Consider the following: You have an S3 bucket where users upload data. Sometimes other users have to download the data but it's sensitive information. So, like a smart engineer you have the policy set to private and you'll generate a pre-signed URL to ensure that it's only accessible for a few minutes while the user downloads it.

A week, month, or even year later there are reports that your org has leaked sensitive data from that bucket for anyone to download. You now have the chance to get to know your org's legal team quite well.

Is this scenario plausible? Are the objects only available for the time frame you specify? What can you do to mitigate this risk?


What are Pre-Signed S3 URLs?

Pre-signed URLs are a pretty cool feature from the S3 team. The concept is simple.

For downloads, you have a private object you want to grant access to, you generate a special URL that allows access to the object for a set amount of time.

Sequence diagram showing the flow of S3 pre-signed URL access: The user requests access to an S3 object from the server, the server generates a pre-signed URL, returns it to the user, and the user uses the pre-signed URL to access the object directly from S3, which then returns the object data to the user.
Basic sequence diagram for creating a pre-signed URL for downloading an object.

For uploads, you can specify the bucket and object name and create a URL that can be used in a PUT request to upload an object to that bucket.

The user uploading or downloading the object doesn't require any special permissions or roles to transfer the object and removes the need for complicated object resource policies that are likely to have errors in it.

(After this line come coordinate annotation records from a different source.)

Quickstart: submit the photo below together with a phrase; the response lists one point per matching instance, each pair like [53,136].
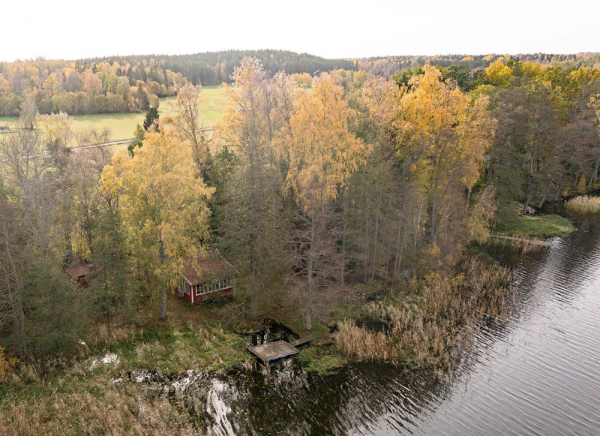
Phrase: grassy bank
[538,226]
[584,205]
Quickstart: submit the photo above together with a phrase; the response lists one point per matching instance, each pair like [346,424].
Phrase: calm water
[538,373]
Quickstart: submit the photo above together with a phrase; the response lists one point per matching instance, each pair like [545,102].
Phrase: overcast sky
[73,29]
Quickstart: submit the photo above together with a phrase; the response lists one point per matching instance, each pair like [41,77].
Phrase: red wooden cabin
[80,273]
[207,276]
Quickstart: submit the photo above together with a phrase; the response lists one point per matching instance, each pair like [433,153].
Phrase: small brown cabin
[208,275]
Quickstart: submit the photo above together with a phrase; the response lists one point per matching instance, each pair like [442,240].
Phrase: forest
[319,196]
[132,83]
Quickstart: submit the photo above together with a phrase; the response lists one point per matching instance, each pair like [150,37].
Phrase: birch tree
[323,154]
[164,205]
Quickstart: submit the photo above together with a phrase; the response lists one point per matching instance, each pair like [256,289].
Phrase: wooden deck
[280,349]
[273,351]
[304,340]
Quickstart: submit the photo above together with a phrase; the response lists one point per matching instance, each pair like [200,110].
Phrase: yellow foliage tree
[447,135]
[499,74]
[164,205]
[323,153]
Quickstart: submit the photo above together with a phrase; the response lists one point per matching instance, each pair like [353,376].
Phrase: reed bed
[520,245]
[430,327]
[583,205]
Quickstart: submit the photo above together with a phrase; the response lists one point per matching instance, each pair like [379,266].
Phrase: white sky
[73,29]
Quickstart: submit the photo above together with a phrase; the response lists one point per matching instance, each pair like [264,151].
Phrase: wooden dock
[279,349]
[304,340]
[273,351]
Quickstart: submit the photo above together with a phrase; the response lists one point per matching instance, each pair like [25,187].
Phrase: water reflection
[538,373]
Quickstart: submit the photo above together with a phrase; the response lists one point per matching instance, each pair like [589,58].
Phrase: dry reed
[429,327]
[583,205]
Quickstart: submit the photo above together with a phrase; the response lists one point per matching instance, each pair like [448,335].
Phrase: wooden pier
[273,351]
[279,349]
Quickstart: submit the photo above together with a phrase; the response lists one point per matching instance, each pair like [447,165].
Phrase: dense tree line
[390,65]
[307,192]
[214,68]
[75,88]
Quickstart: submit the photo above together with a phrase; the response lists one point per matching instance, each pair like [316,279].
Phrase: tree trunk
[344,208]
[562,176]
[310,272]
[468,202]
[543,199]
[594,174]
[163,306]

For the sake of the rest of this write-up, I'll be talking about pre-signed URLs for downloading objects.

How to Generate Your Own Pre-Signed URL

You can generate a pre-signed URL a few ways. You can even create one in the S3 console. All you do is select the object, click "Actions", and then click "Share with pre-signed URL"

Screenshot of the Amazon S3 web console showing a private bucket named "888558876301-private-bucket" with one object, "private.html," selected. The "Actions" dropdown menu is open, highlighting the option "Share with a presigned URL."
Quick and easy way to generate pre-signed URLs

Generating through an SDK is just as simple. As an example, in the Ruby SDK:

require 'aws-sdk-s3'

s3_client = Aws::S3::Client.new(region: ENV['AWS_REGION'])
presigner = Aws::S3::Presigner.new(client: s3_client)

url = presigner.presigned_url(
  :get_object,
  bucket: '888558876301-private-bucket',
  key: 'private.html',
  expires_in: 900
)

puts url

Pretty much the simplest implementation of pre-signed URL creation.

The snippet above will print out your pre-signed URL: an obscenely long URL with multiple query strings such as X-Amz-Security-Token, X-Amz-Credential, and X-Amz-Algorithm to name a few.

After you generate your pre-signed URL, the clock begins ticking. In this case, the link is valid for 900 seconds or 15 minutes.

The Risk: Unintended Exposure

So, in the opening scenario you have an app generating these URLs and distributing them. Maybe the user knows it's a pre-signed URL, maybe not.

The Wayback Machine can archive single pages on request. However it's been observed that when a domain has been submitted for archiving enough times, Archive.org may crawl it automatically. You may also experience crawling due to site popularity or inclusion on lists such as the Alexa Top 1M list.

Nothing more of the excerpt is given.